Shortly after Ezekiel’s agent, Rocky Arceneaux, confirmed to NFL Network on Monday that the running back — along with multiple unidentified players from the Cowboys and Houston Texans — contracted the virus, the 24-year-old griped on Twitter that the information should not have been made public.
“HIPAA??” wrote Elliott, in reference to the Health Insurance Portability and Accountability Act, which prohibits doctors from sharing personal medical information without that person’s consent.
Reporters, however, are not covered by the 1996 act.
Elliot indicated his frustrations were with the media, and not his agent.
“My agent only confirmed,” Elliot tweeted. “The story was already written.

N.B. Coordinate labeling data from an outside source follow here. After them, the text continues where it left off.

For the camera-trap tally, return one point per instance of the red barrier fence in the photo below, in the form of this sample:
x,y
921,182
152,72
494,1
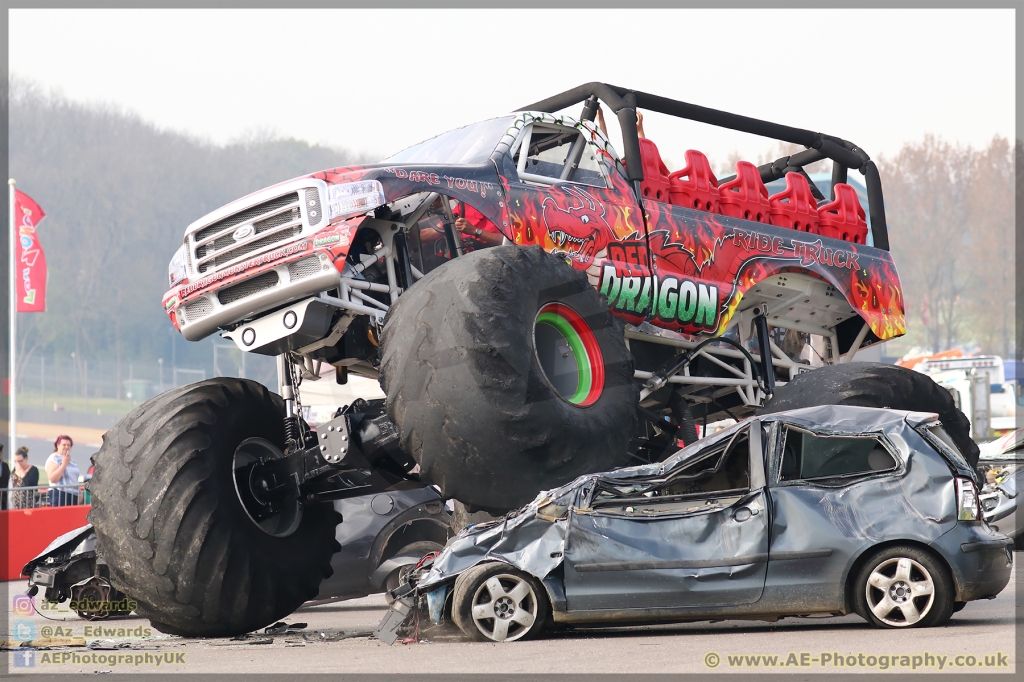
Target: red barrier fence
x,y
26,533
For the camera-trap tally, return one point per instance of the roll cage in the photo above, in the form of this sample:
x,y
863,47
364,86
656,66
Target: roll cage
x,y
624,102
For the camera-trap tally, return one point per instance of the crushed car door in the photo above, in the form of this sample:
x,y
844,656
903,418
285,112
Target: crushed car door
x,y
697,537
567,196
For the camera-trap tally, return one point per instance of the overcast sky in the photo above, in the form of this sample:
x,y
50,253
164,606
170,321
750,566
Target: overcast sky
x,y
377,81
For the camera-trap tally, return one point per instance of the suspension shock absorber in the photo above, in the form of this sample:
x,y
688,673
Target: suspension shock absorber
x,y
287,386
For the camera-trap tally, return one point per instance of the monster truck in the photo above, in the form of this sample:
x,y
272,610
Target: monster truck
x,y
624,304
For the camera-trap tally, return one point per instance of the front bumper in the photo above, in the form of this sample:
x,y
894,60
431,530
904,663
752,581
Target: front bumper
x,y
200,316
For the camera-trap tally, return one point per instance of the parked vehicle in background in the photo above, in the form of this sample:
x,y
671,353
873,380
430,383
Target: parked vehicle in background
x,y
980,388
1001,472
763,520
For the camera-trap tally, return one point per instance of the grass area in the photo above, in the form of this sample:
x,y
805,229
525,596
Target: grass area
x,y
92,406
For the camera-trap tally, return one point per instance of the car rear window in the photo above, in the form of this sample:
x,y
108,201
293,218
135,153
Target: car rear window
x,y
808,457
940,440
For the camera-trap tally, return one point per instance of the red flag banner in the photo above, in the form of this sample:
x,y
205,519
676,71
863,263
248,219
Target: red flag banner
x,y
31,280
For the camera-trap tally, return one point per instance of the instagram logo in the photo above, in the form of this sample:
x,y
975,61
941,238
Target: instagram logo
x,y
23,605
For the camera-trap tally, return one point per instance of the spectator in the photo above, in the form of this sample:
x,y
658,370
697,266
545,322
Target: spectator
x,y
4,479
24,475
62,471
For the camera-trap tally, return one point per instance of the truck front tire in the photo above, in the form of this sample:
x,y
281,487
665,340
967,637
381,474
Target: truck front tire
x,y
171,524
507,374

Reporters had been called my agent all morning.”
He added in a follow-up tweet that “my agent didn’t break the story to the media.”
Arceneaux told NFL Network’s Ian Rapoport that Elliott was feeling well.
The Cowboys, whose number of infected players is unclear, said it would not be able to disclose any information “regarding the personal health of any of our employees” due to “federal and local privacy laws.
“We are following all CDC, local and NFL guidelines to keep our facilities safe, including limiting employee access,” the team said.
Though limited staff and coaches have returned to work at the Cowboys’ training facility, players have yet to report to the site. However, Dallas County has seen a surge in positive COVID-19 cases, with its 300 new cases per day over the past week marking the area’s highest level since the pandemic started.
Elliott was criticized in April for failing to adhere to social distancing protocol and violating Dallas County’s shelter-in-place order, following the release of a video showing the running back working out with quarterback Dak Prescott and former receiver Dez Bryant, among other players.
This isn’t the first time a football star has taken aim at the media over HIPAA. Former Giants defensive end Jason Pierre-Paul settled a lawsuit with ESPN in 2017 after reporter Adam Schefter posted private medical records on his Twitter indicating that Pierre-Paul had his right index amputated after he blew off a finger in a 2015 Fourth of July fireworks accident.
Pierre-Paul alleged Schefter “improperly obtained” the medical chart.
The terms of the agreement were confidential.